The top trainers who book him to partner their horses, notably Nicky Richards and Keith Dalgleish, are also in peak form and, perhaps most importantly, the tide would seem to be turning in favour of Donald McCain.

As first jockey to this powerful yard, Brian should be counting on a regular flow of winners. Over the past few months, however, this simply has not been happening.

The signs currently suggest that the McCain team is upwardly mobile and if this indeed proves to be the case, then it alone will pose a serious threat to Johnson’s title claims.

Hughes rode the winners of the two feature races at last Saturday’s Doncaster meeting in contrasting styles. On the McCain-trained Navarjo Pass, a winner on the flat at Carlisle last summer, he made all the running and saved enough in the tank to fend off all his rivals after the final flight.

Matters were different on Greystoke’s My Old Gold in the Bet365 Handicap Chase. Hughes settled the mare in the rear on the wide outside and did not make his move until racing off the final bend.

My Old Gold was patently travelling better than the warm favourite Cloth Cap as the pair closed in towards the second last but made her one mistake of the race at this penultimate obstacle, losing momentum and forfeiting two clear lengths.
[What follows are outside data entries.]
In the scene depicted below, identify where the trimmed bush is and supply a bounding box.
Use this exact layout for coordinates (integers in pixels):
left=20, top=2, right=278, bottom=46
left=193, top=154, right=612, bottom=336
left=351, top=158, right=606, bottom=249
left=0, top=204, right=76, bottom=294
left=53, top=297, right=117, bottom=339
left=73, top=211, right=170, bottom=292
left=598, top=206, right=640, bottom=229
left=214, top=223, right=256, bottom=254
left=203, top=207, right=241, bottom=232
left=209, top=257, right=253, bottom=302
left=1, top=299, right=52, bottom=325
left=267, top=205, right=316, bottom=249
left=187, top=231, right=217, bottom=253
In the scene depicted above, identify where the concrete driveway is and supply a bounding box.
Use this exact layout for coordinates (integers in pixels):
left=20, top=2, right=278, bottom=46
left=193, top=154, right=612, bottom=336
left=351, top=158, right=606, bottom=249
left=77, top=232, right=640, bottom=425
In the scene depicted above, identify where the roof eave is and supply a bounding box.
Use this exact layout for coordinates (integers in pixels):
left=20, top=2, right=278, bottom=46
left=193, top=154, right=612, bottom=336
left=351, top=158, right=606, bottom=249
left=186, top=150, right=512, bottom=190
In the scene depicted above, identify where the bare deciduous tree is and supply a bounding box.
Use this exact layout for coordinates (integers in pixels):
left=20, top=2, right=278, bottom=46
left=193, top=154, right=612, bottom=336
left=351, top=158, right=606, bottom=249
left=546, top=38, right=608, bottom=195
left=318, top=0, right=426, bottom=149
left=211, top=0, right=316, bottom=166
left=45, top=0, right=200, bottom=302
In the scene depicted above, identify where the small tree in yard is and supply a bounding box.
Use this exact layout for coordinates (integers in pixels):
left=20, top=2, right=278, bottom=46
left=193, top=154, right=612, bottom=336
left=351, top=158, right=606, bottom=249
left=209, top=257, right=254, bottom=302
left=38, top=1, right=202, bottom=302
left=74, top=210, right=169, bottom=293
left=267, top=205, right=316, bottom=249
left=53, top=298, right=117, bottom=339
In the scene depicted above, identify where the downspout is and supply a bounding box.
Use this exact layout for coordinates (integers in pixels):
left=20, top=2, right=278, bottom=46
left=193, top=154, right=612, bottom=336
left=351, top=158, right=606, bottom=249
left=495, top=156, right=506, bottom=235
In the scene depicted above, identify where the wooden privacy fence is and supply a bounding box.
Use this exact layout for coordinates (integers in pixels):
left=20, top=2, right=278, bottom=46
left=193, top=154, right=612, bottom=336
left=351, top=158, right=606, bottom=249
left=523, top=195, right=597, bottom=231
The mare is very game and genuine though.

She was back on terms at the last and stayed on in typically brave manner under Hughes’ coaxing to overhaul the market leader close home and win at the generous price of 4/1. Richards was delighted at the outcome, though, warned that the mare might now have to step up to Graded company for her next outing.
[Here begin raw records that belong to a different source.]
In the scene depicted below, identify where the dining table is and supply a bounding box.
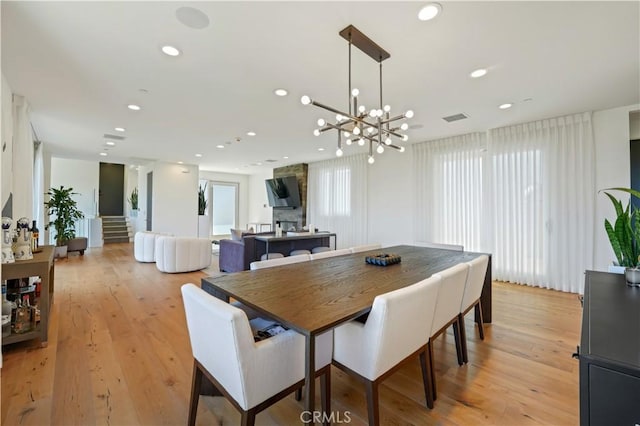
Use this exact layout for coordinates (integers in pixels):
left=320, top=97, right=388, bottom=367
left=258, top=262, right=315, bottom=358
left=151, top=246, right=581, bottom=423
left=201, top=245, right=492, bottom=421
Hughes extended his winning sequence and initiated his Carlisle four-timer with an effortless success in the opener on the Richards-trained Big Bad Bear, who landed the odds of 1/4.

This powerfully-built sort is owned by Trevor Hemmings and should develop into a potential 3m chaser. The combination of Ryan Mania and Sandy Thomson took the next two races with Mymilan and Empire Steel.
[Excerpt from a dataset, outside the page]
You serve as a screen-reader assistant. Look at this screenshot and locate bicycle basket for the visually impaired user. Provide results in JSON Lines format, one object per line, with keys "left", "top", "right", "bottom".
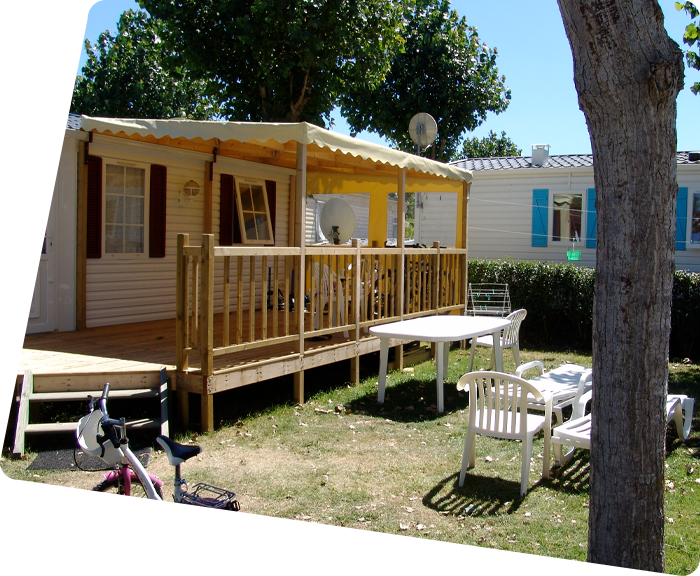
{"left": 76, "top": 409, "right": 123, "bottom": 466}
{"left": 181, "top": 482, "right": 240, "bottom": 511}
Since winning the 2013 Aintree Grand National on Aurora’s Encore, Mania has been more out of racing than furthering his career as a professional jumps jockey, for much of the time fighting a losing battle against increasing weight.

This problem is now behind him and a sylph-like Mania has taken on a new lease of his racing life working and riding for Thomson. He gave both his horses positive front running rides and is clearly enjoying his return to the weighing room.

Chapel Stile was allowed to start at 11/4 for the novice chase in face of sustained market support for the Venetia Williams raider Cloudy Glen.

All the fences in the home straight were omitted because of the bright low sun and Cloudy Glen looked to have the race at his mercy with a five-length advantage between the last two furlongs but Ryan Day, aboard the gutsy Chapel Stile, never gave up the pursuit and with the leader starting to tread water inside the final 100 yards, stormed up the final stretch to score by a neck.